In this R markdown document, you should answer each question and click the knit button to generate a pdf or HTML or word document, which should be submitted into D2L.

Type answers after the -> sign.

The ChickWeight data frame has 578 rows and 4 columns from an experiment on the effect of diet on early growth of chicks. The body weights of the chicks were measured at birth and every second day thereafter until day 20. They were also measured on day 21. There were four groups on chicks on different protein diets.

library(datasets)
data("ChickWeight")
str(ChickWeight)
## Classes 'nfnGroupedData', 'nfGroupedData', 'groupedData' and 'data.frame':   578 obs. of  4 variables:
##  $ weight: num  42 51 59 64 76 93 106 125 149 171 ...
##  $ Time  : num  0 2 4 6 8 10 12 14 16 18 ...
##  $ Chick : Ord.factor w/ 50 levels "18"<"16"<"15"<..: 15 15 15 15 15 15 15 15 15 15 ...
##  $ Diet  : Factor w/ 4 levels "1","2","3","4": 1 1 1 1 1 1 1 1 1 1 ...
##  - attr(*, "formula")=Class 'formula'  language weight ~ Time | Chick
##   .. ..- attr(*, ".Environment")=<environment: R_EmptyEnv> 
##  - attr(*, "outer")=Class 'formula'  language ~Diet
##   .. ..- attr(*, ".Environment")=<environment: R_EmptyEnv> 
##  - attr(*, "labels")=List of 2
##   ..$ x: chr "Time"
##   ..$ y: chr "Body weight"
##  - attr(*, "units")=List of 2
##   ..$ x: chr "(days)"
##   ..$ y: chr "(gm)"
  1. What type of variable is Diet?

-> Factor (nominal)

  1. What type of variable is Time?

-> Factor (continuous)

  1. What type of variable is Chick?

-> ord. factor (ordinal)

  1. What type of variable is weight?

-> Num (continuous)

#Get help from R and find information about Data
?ChickWeight
  1. Paste the description below from help.

-> The ChickWeight data frame has 578 rows and 4 columns from an experiment on the effect of diet on early growth of chicks

names(ChickWeight)
## [1] "weight" "Time"   "Chick"  "Diet"
  1. What are the names for from the function names()?

-> names of variables

dim(ChickWeight) # dimension of dataset
## [1] 578   4
nrow(ChickWeight) # number of rows
## [1] 578
ncol(ChickWeight) # number of columns
## [1] 4
  1. What is the sample size of dataset?

-> 578

  1. How many variables in the dataset?

-> 4

subchick <- ChickWeight[, c("weight", "Chick")] # subsetting the original dataset
  1. What is the name of the new dataset?

-> subchick

  1. How many variables are in the new dataset? What are they?

-> 2 variable: “weight” and “chick”

Import dataset stored in local directory

Now, we practice how to import data from various file types in into R.

First, write the dataset to your local computer hard disk by update the directory path: /ChickWeight.csv to your own computer path. Here is the function to get the working directory if you want to use your currect working directory:

getwd()
## [1] "/Users/caliplayer/Downloads"
#COPY THE OUTPUT FROM THE CHUNK WITH getwd() AND PASTE IT BETWEEN "/ IN THE CODE BELOW
write.csv(ChickWeight, "/Users/caliplayer/Downloads/ChickWeight.csv", row.names = FALSE)

To read this data into R, we would use the read.csv() function.
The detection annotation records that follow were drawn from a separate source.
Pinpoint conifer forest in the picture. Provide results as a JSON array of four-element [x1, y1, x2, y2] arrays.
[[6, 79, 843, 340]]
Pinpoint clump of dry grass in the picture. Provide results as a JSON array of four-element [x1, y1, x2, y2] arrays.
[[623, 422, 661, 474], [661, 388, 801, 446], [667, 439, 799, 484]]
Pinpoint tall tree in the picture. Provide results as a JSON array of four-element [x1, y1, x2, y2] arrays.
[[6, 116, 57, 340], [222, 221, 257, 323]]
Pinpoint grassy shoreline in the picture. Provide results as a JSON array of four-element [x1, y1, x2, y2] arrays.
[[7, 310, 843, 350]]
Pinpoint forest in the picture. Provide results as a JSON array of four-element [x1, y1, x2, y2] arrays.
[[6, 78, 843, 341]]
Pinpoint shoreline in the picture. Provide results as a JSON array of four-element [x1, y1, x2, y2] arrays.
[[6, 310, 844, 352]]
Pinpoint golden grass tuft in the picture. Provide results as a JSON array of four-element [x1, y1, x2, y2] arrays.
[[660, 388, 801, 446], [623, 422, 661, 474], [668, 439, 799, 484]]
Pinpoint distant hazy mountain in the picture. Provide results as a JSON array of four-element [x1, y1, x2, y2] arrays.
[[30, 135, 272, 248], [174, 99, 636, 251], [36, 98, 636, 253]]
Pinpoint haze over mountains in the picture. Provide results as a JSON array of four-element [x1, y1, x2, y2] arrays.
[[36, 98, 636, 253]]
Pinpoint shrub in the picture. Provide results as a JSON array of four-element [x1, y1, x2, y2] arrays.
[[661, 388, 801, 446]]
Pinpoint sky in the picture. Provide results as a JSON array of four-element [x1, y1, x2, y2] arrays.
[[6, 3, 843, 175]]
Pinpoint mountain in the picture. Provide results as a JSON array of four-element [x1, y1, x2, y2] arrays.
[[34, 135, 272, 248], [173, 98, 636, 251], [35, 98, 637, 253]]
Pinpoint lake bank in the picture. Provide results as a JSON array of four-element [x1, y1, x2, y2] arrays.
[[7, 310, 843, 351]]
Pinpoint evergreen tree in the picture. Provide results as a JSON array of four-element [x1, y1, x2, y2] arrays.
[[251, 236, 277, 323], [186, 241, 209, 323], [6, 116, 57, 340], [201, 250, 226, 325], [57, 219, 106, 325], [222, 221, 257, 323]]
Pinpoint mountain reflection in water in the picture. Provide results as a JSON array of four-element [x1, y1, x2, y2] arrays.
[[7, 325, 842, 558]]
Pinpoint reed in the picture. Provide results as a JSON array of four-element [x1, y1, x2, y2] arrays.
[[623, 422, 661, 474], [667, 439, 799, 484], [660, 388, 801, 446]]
Please update the directory path: “/ChickWeight.csv” to your own computer path.

#COPY THE OUTPUT FROM THE CHUNK WITH getwd() AND PASTE IT BETWEEN "/ IN THE CODE BELOW
ChickWeight_data_from_csv = read.csv("/Users/caliplayer/Downloads/ChickWeight.csv")

Now you can use the function head() and other functions we introduced as above to explore the basic features of the imported dataset: ChickWeight_data_from_csv.

head(ChickWeight_data_from_csv, n = 10)
  1. Paste the first 10 observations from your imported data.

->weight Time Chick Diet 1 42 0 1 1 2 51 2 1 1 3 59 4 1 1 4 64 6 1 1 5 76 8 1 1 6 93 10 1 1 7 106 12 1 1 8 125 14 1 1 9 149 16 1 1 10 171 18 1 1

Change the author name in the YAML to your name, save your file, knit it as an PDF or HTML or word document, change the knitted document’s name to ‘Filename_yourname’ and then submit it to the D2L assignment folder.